Overview
If Tony Montana's "little friend" had instead been a BB gun, would that scene be quite so iconic? Hollywood fears not, it seems, because industry representatives have come out against the new gun control laws in New York, one of the few states to pass sweeping restrictions after the Sandy Hook Elementary School shootings.
No, this does not mean that the (in)famously left-leaning film industry has had a sudden change of heart. Rather, the Motion Picture Association of America's complaint is that the new ban on weapons holding more than 10 rounds of ammunition will prevent films and television programs from using modified assault weapons on their New York sets. This means that for the 27 film and TV productions currently being shot in New York state, the machine guns and uzis will have to be replaced by some pretty cool-looking toy guns or the production companies may face legal action when the new legislation kicks in next January.

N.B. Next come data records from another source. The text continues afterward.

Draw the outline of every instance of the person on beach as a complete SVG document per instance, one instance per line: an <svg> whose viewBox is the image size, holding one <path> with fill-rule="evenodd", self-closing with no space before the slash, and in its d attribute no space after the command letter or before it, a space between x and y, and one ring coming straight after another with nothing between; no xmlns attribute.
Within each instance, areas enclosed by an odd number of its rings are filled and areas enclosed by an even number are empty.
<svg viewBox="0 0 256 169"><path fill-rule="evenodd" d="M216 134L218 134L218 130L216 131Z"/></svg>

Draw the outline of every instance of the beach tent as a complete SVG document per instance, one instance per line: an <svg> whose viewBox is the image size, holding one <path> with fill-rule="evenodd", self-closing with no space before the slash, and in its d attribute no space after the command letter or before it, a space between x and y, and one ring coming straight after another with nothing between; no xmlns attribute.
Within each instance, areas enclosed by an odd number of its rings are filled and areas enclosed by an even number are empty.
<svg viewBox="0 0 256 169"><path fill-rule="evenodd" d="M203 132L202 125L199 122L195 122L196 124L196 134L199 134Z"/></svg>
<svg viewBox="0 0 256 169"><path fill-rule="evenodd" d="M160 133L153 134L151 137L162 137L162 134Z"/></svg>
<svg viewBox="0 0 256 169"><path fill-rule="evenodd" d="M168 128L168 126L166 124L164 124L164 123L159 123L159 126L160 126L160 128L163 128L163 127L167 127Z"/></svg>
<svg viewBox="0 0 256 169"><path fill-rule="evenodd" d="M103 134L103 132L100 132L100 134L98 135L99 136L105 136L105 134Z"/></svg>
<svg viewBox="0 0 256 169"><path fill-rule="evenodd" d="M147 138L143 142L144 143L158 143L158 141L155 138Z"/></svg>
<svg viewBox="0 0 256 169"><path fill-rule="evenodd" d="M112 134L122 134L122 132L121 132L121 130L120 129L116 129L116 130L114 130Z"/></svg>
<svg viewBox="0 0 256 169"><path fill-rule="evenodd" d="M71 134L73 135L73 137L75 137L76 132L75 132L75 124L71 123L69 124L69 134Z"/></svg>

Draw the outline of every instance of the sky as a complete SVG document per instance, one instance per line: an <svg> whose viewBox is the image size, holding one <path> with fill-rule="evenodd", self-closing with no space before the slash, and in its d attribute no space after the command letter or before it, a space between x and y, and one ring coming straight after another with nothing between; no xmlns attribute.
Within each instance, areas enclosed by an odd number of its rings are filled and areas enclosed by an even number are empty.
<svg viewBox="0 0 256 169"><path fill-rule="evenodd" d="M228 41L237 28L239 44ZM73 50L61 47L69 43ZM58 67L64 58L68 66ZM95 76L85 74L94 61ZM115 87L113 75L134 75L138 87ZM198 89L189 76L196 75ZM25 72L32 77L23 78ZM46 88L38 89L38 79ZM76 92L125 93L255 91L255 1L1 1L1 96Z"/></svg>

While Governor Andrew Cuomo has previously supported amending the legislation so that Hollywood isn't an accidental victim, the law is unlikely to be changed, due to fears that it may not pass through the legislature a second time around. As such, Democrats have taken a sudden U-turn, now claiming that the new law will have no impact on the film industry.

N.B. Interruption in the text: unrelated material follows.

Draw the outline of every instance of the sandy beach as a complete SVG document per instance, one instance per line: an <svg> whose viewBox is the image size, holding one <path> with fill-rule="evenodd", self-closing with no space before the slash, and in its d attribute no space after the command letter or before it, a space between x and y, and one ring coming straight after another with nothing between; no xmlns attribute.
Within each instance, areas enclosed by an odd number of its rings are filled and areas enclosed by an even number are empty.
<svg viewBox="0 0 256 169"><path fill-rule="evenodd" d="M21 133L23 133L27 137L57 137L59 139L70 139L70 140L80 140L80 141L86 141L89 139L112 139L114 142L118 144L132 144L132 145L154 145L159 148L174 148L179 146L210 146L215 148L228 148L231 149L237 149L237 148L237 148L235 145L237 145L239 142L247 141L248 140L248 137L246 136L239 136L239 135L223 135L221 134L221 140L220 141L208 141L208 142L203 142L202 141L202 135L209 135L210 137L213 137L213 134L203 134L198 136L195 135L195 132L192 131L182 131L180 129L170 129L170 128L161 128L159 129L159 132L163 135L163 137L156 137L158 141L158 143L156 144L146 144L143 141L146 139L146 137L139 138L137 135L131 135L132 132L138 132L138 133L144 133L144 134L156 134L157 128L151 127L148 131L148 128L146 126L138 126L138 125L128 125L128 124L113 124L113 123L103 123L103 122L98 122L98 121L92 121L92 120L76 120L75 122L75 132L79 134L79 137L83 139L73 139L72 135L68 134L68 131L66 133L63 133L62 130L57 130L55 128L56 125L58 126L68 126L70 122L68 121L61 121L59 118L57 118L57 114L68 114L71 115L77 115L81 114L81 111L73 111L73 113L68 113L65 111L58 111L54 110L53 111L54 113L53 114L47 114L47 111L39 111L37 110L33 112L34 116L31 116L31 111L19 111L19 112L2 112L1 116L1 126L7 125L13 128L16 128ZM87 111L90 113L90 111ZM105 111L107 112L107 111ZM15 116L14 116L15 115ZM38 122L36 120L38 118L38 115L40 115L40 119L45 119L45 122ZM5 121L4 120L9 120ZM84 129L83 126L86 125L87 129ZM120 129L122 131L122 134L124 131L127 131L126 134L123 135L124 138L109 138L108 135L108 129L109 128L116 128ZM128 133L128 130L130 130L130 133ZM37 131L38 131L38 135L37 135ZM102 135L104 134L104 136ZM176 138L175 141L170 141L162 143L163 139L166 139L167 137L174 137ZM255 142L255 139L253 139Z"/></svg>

But does it have to be all doom and gloom for Hollywood and their lifelong love of big-ass guns? This could be a perfect excuse for the film industry to get a bit creative with their choice of weapons. If you can't have an AK47, why not try a giant laser? Or if Rambo V can no longer feature Stallone's favourite brand of M60E3 machine gun, maybe he can invest in a lightsaber? Here are five awesomely bizarre movie-gun substitutes in film. You're welcome Weinsten and Spielberg, you are welcome.

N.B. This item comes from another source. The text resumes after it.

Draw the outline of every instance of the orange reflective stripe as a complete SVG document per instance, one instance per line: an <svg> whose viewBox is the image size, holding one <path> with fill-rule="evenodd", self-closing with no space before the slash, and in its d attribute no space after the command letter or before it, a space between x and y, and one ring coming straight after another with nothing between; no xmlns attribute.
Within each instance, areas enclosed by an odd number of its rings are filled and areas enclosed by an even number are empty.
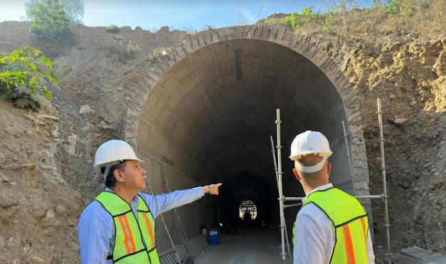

1. Point-of-View-Gun - The Hitchhiker's Guide to the Galaxy
Even if this space-age weapon didn't make its victims uncontrollably reveal their thoughts and even if it wasn't created by the "Intergalactic Consortium of Angry House Wives" as a means of ending marital arguments, this machine-gun-substitute would still be awesome. Mostly because Zooey Deschanel is wielding it.
2. Sick Stick - Minority Report
The perfect weapon for any movie bad-ass who is hoping to incapacitate but not kill their foe. It does exactly what its name suggests: causes its victim to projectile vomit. We tip our hats to your subtle anti-gun weaponry, Mr Spielberg.
3. Zorg ZF-1 - The Fifth Element
This gun-substitute, which vaguely resembles your childhood super-soaker, is a total sci-fi nerdgasm. I'm not sure what I like more about it: the fact that it includes a rocket launcher, poison arrow launcher, 3000-round machine gun, net launcher, flamethrower and freeze ray or the fact that it belongs to a terrifically hammy Gary Oldman, sporting perhaps the worst wig ever to grace the silver screen.
4. The AV Arc - Blade Trinity
There are two surefire ways to splice up a disappointing threequel: put Jessica Biel in a bodice-hugging leather vest (check) and invent a weapon that uses a beam of UV light that is hotter than the sun to slice up those pesky vampire hordes (check). How this movie wasn't a hit befuddles me to this day.
5. The De-Evolution Gun - Super Mario Bros
While video game-inspired films that tanked are not exactly a rarity, few films have done it quite so spectacularly as this shambles of a motion picture. Combined with the ridiculousness of Dennis Hopper playing a dinosaur (yeah, seriously) is the fantastical De-Evolution Gun. As the name suggests, the De-Evolution Gun turns back the evolutionary clock on its victims such that with one twitch of the finger you can turn your mortal enemy into a harmless, albeit quite pissed off, chimpanzee.